52 カール・フォスター
クマのように大きく太った体。そして丸々とした顎に生える無精ひげ。
その割には技巧派といえるピッチングをする彼は、親しみを込めて「カールベア」と呼ばれた。
クロークハッチ・チェッカーズの投手陣の中で、見た目で目立つ人間は二人。
カール・フォスターとマイケル・ケイジである。
マイケルは遠目で見ても明らかに身長が高く、また手足も長いことから「ウォーターストライダー」と呼ばれていた。
一方でカールは、背の高さもさることながら、太っていたせいかクマに例えられた。
イメージの一端には、柔っぽいあごひげも影響していただろう。
カールは体格に見合わない繊細さを持っていて、何をするにしてもチームメイトに
「なあ、どう思う?」
と聞かずにはいられないような性格だった。
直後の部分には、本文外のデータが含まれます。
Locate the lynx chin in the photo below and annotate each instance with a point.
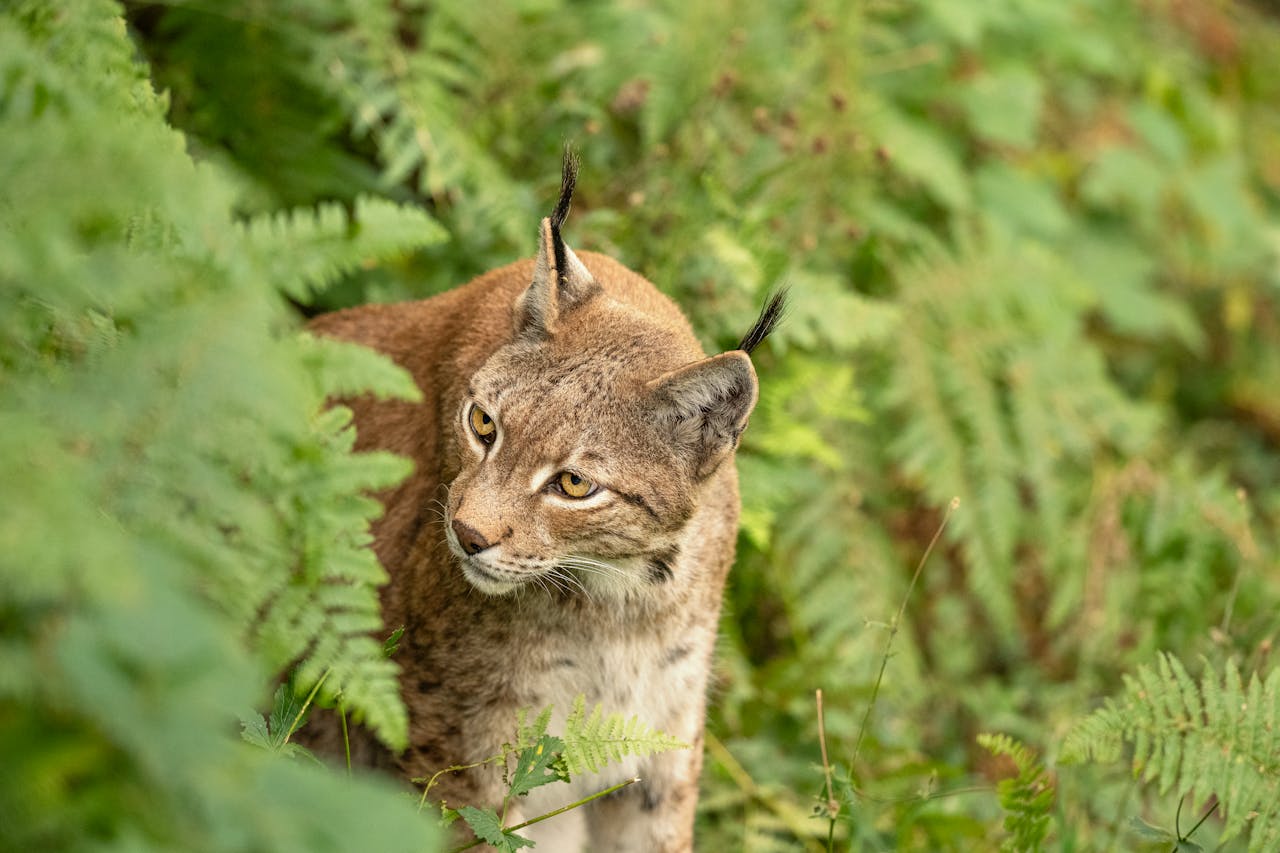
(567, 529)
そして
「どうって、お前が思うようにやれよ」
と言われるのが普通だったが、こんなカールの話し相手になれる人間が多かったのも、チェッカーズというチームの特徴だった。
カールはチームに居心地の良さを感じていたが、反対に
──野球を辞めたら、俺はどこに居場所を求めたらいいんだ
という恐怖に、苛まれることも多かった。
カールは臆病者だ。人付き合いでは臆病さがネックであることも、十分に自認している。
それでも脱却ができないというのが、カールが本当に臆病者であることの証明にもなっていた。
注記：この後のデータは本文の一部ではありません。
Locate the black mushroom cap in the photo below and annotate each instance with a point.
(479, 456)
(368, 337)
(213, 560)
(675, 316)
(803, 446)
このチームには、もうひとり臆病な人間がいる。ジャスティン・ラッセルである。
ジャスティンとカールには共通点が多かった。
それこそ体以外は、瓜二つといっても良いくらいだった。
この2人はそういった意味で、仲良くなりそうだと思われがちだった。
しかし本物の臆病者というのは、仲間同士で肩を寄せ合うこともできない。
実を言えば、ジャスティンの方が社交性がある。気は小さいが、人との会話はできる。
──自分と同じ人間だ
そう感じ取ったジャスティンは、カールに対して
「カール。今度食事にでも行こうか」
と話かけて、友人になろうとした。
しかし、カールの臆病さは群を抜いている。ジャスティンの問いかけに対して
「いや、用事があるから……」
と言って断った。
他から見れば、カールの口調がハッキリしていたこともあって
──本当に用事があるんだろう
と感じただろう。しかしジャスティンは、自分がカールと似た人間であったから
──この人は、人と関わることができないんだ
ということを察することができた。
カールは、無意識に隔たりを作ってしまう性格だった。
それは相手との間に壁を作るというよりも、自分の足元を掘って中に閉じ籠るようなものである。
壁があるのならば、壊してしまえる人がいれば良い。
だが、穴は壊せない。壊そうとすれば、中に入っている人物を生き埋めにしてしまうかもしれない。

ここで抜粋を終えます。